Plots and tables are important to the presentation of data science results. This section discusses how to add plots and tables (referred to as "figures") to documentation. There are two main approaches:

  • The link-based approach
  • The programmatic approach

This is the simplest approach.

With this approach, if you wish to add a figure to a documentation page, simply save the figure as a .png file, upload it to a publicly accessible website (The repository wiki is convenient.
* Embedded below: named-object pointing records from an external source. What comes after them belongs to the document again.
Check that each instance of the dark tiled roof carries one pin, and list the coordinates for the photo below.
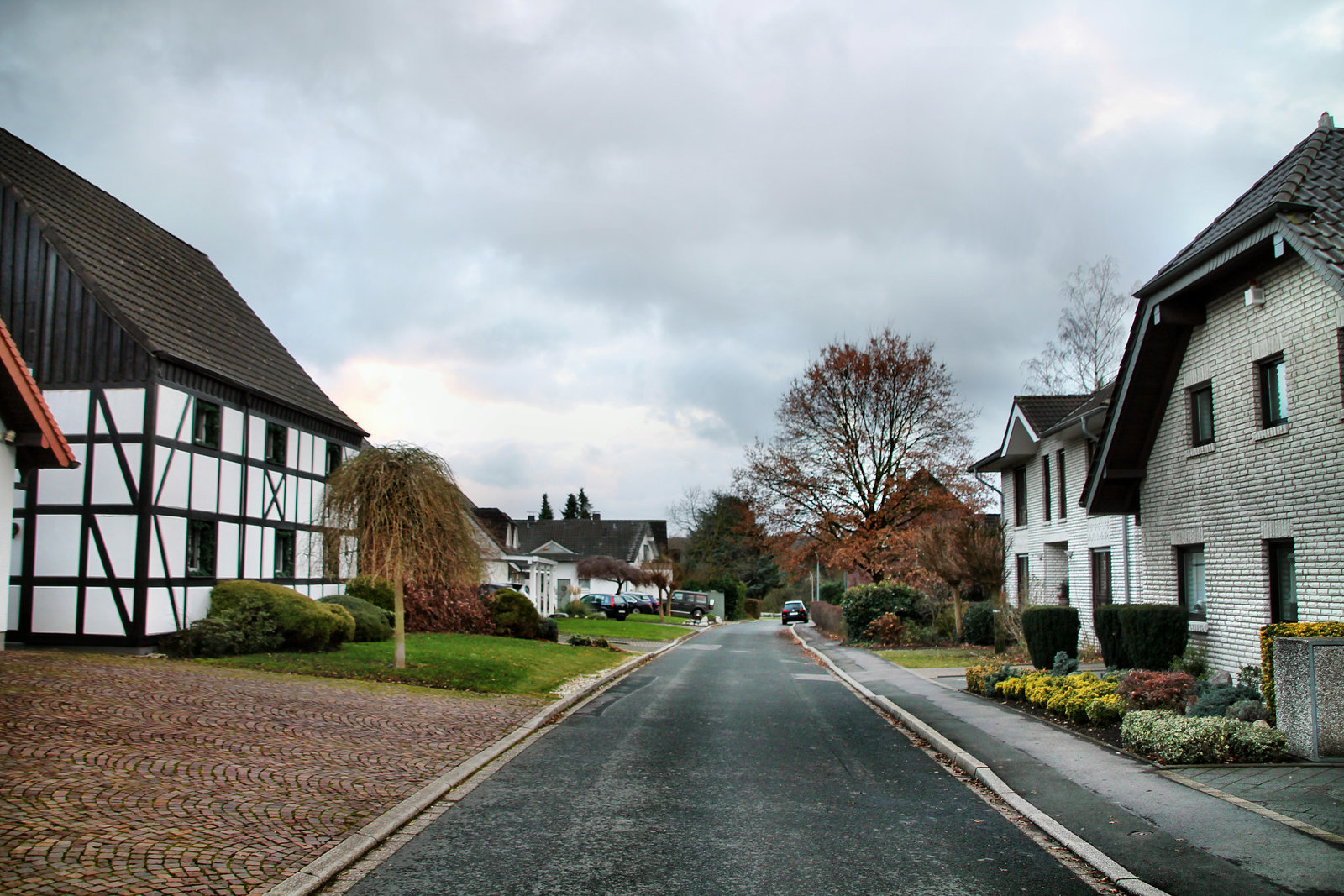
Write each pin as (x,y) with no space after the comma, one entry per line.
(167,295)
(1305,190)
(1043,411)
(617,539)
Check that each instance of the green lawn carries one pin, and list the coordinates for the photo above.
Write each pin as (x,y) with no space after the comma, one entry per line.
(938,658)
(629,629)
(459,661)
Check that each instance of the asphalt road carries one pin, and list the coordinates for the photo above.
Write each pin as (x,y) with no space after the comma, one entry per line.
(730,765)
Ask a maintainer to be granted edit permission to the wiki), and then embed a reference in your documentation page:

![name_of_figure](https://<url_of_figure>.png)

Programmatic approach

This approach is more complex, but more robust.

The components of the programmatic figure system are:

  • The list ALL_FIGURE_TASKS in figure_tasks.py specifies the build-system Tasks that generate programmatic figures.
  • The script generate_figures.py invokes the build system to generate the assets corresponding to ALL_FIGURE_TASKS, then copies these figure assets into docs/_figs1.
  • The script pull_figures.py downloads figures from Github and merges them with the contents of docs/_figs.
  • The script push_figures.py uploads the figure assets in docs/figs to Github as a release. Running this script may require permission from a repository maintainer.

Standard Workflow

Suppose that you have analyzed a genomic dataset and generated figures. You wish to publish these figures and an associated write-up to the project documentation page. Follow these steps:

  • Add the Tasks that generate your figures to ALL_FIGURE_TASKS.
  • Either run the generate_figures.py script to generate all figures, or write your own script to call the generate_figures function on just your newly added Tasks. In either case, your figures will be copied into docs/_figs
  • Document your analysis by adding a markdown file to docs/analysis. In your write-up, include your figures by referencing their location in docs/_figs.
  • Upload your figures using push_figures.py.
  • Create a pull request with your changes (see Standard Workflow).

Advantages

This programmatic approach is undoubtedly more complex than the link-based approach. Nevertheless, this workflow, in which figures are represented as Tasks, has several advantages;

  • Figure Lineage: Since figures are represented as build-system Tasks, it is straightforward to determine exactly the datasets and analysis used to produce any given figure. This supports that project principle of automated reproducibility and is consistent with data-science best practices.
  • Figure Upgrades: Since figures are represented as build system Tasks, any improvement to that code that generates a particular class of figures can easily be propagated to all figures of that class.

  1. The script regenerate_figures.py is similar to generate_figures, but forces the tasks which create the figures to be rerun. This useful if, for example, one of your plotting Tasks has changed and you wish to propagate this change to all plots generated with this Task.